“Il nostro ordinamento giuridico riconosce l’uguaglianza di ogni essere umano e la sanzioni per ogni atto di violenza.
Lo afferma Laura Palazzani, ordinario di Filosofia del diritto alla Lumsa di Roma, parlando del testo unificato Zan contro la omotransfobia, che aggiunge: “lo stesso codice penale prevede una maggiore punibilità in presenza di motivazioni del reato che assumano un disvalore particolare (l’aggravante generale dei ‘motivi abbietti o futili’ art. 61 n. 1), riferibile anche a omofobia e transfobia. In questo senso, la legge è inutile”.
“Peraltro se l’obiettivo della legge è l’inclusività sociale nei confronti di chi fa scelte che possono non essere condivise - osserva la docente -, il percorso non è quello intimidatorio, ma semmai quello di una efficace ‘prevenzione’ nei confronti degli atti offensivi, che si può attuare mediante una formazione culturale alla accoglienza.

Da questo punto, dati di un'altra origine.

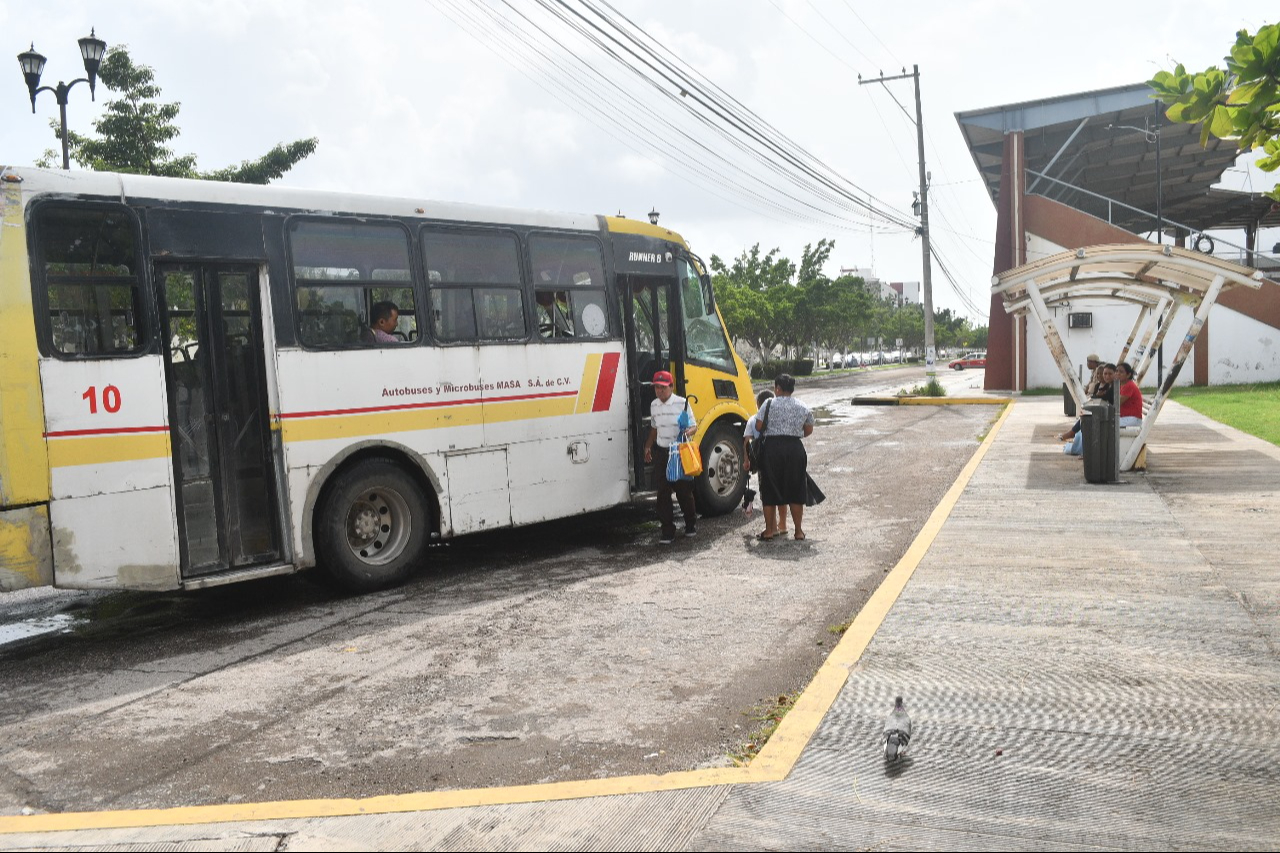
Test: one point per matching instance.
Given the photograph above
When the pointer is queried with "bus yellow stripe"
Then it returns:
(96, 450)
(590, 377)
(23, 464)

In questo senso, il ‘sospetto’ è che sia una legge ‘ideologica’, ossia voluta da chi sostiene alcune opinioni precise, che potrebbero non essere chiare a tutti i cittadini”.

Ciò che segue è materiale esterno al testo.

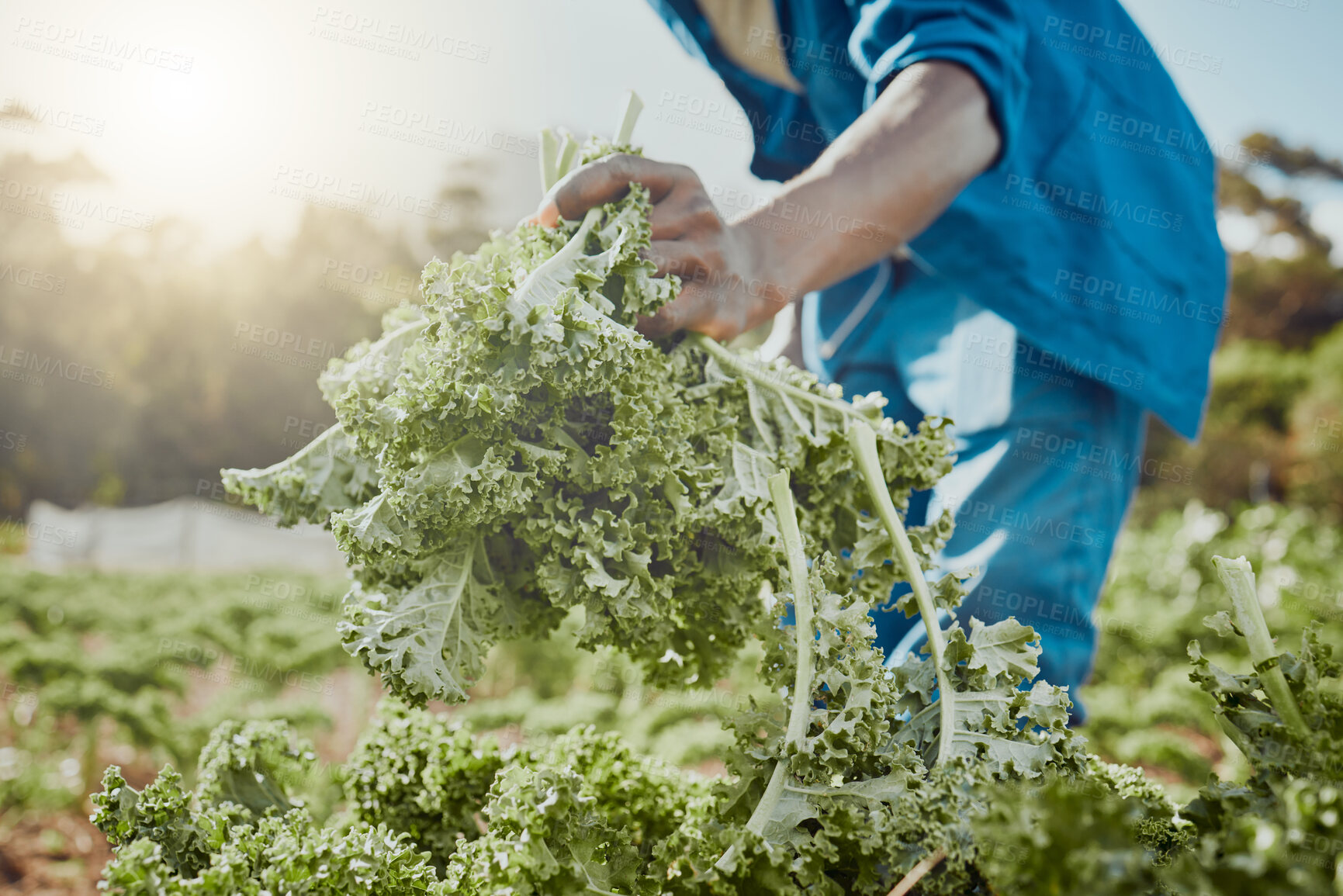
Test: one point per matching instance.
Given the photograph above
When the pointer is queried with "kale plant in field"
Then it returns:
(514, 448)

Anche la terminologia usata è ambigua. Ad esempio, il termine “fobia”: “Un termine forse chiaro per la psicologia, ma non certo per il diritto, tantomeno il diritto penale che dovrebbe sempre essere ‘determinato’ - evidenzia Palazzani. Ma soprattutto le ambiguità sono nelle espressioni ‘orientamento sessuale’ e ‘identità di genere’. ‘Orientamento sessuale’ indica ogni ‘direzione del desiderio’ (ma la genericità rischia di includere ogni orientamento, incluso pedofilia o incesto?): si dovrebbe scrivere in modo più chiaro ‘omosessualità’ e ‘bisessualità’, che sono orientamenti sessuali specifici”.

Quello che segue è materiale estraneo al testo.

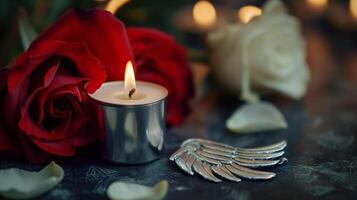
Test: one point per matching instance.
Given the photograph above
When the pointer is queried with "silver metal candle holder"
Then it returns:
(134, 134)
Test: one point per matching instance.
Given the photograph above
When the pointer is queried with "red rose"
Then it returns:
(161, 60)
(44, 106)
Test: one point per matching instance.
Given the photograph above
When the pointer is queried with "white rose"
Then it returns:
(268, 53)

“Identità di genere” è “equivoca: qui ‘genere’ non significa, come nella grammatica italiana, la differenza tra maschile e femminile, ma si riferisce a “‘identità’ psicosociale ‘scelta’, che può non essere quella ‘naturale’ del nascere, che include la dimensione ‘transgender’: ma allora perché non scrivere direttamente transgender?”.